26 December 2015

Are there more stars in the sky of the Southern Hemisphere?

Again I quote from Borges' essay "The Divine Comedy," the content of which was a lecture he gave in Buenos Aires in 1977:
They [Ulysses and his crew] sail and leave behind Ceuta and Seville, enter the open sea, and turn toward the left... Then he tells us, "in the night I saw all the stars of the other hemisphere" -  our hemisphere, the Southern, full of stars.  (The great Irish poet Yeats speaks of the "starladen sky."  That is untrue in the Northern Hemisphere, where there are few stars compared to ours.)
I suppose I could search the answer online, but there must be a reader out there who has lived in both hemispheres, or who has a sufficient knowledge of astronomy to answer the question.

6 comments:

  1. I left this overnight and no-one has commented, so I'll take a stab at it.

    I believe the number of individually discernable stars is roughly the same in both hemispheres.

    However, what IS true is that the Southern Hemisphere is tilted more towards the centre of the galaxy (which is in Saggitarius), showing more of the bigger and brighter parts of the Milky Way.

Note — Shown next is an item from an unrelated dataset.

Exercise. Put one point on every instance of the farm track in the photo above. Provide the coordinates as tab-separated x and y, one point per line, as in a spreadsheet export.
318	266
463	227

Plus, there's the Magellanic Clouds.

    This difference in the prominence of the galactic cloud of distant, indistinguishable stars might make the Southern Hemisphere sky seem more "full", perhaps producing the illusion of more individually discernable stars even if that's not actually the case.

    ReplyDelete
    Replies
    1. Thanks, Adrian. When nobody responded to my inquiry, I decided to Google the question, and came up with this apparently reasonable commentary from a New York Times article -

      http://www.nytimes.com/2014/12/28/opinion/sunday/stargazing-is-better-in-the-southern-hemisphere.html?_r=0

      Delete
  2. Hi,
    From the article below it appears there are 51.3% stars in the southern celestial sphere visible with the naked eye;
    https://www.reddit.com/r/askscience/comments/1rjlhn/can_we_view_more_stars_in_the_northern/


    My initial thoughts are that that is only wholly valid standing at one of the poles, as at my latitude of about 52'N I can see Sirius which is a southern hemisphere star, and stood just north of the equator I could see almost all of both.

    There might be more interesting stars in the south but I use the north star Polaris too much to give it up easily - out later than expected too often in places we don't really know!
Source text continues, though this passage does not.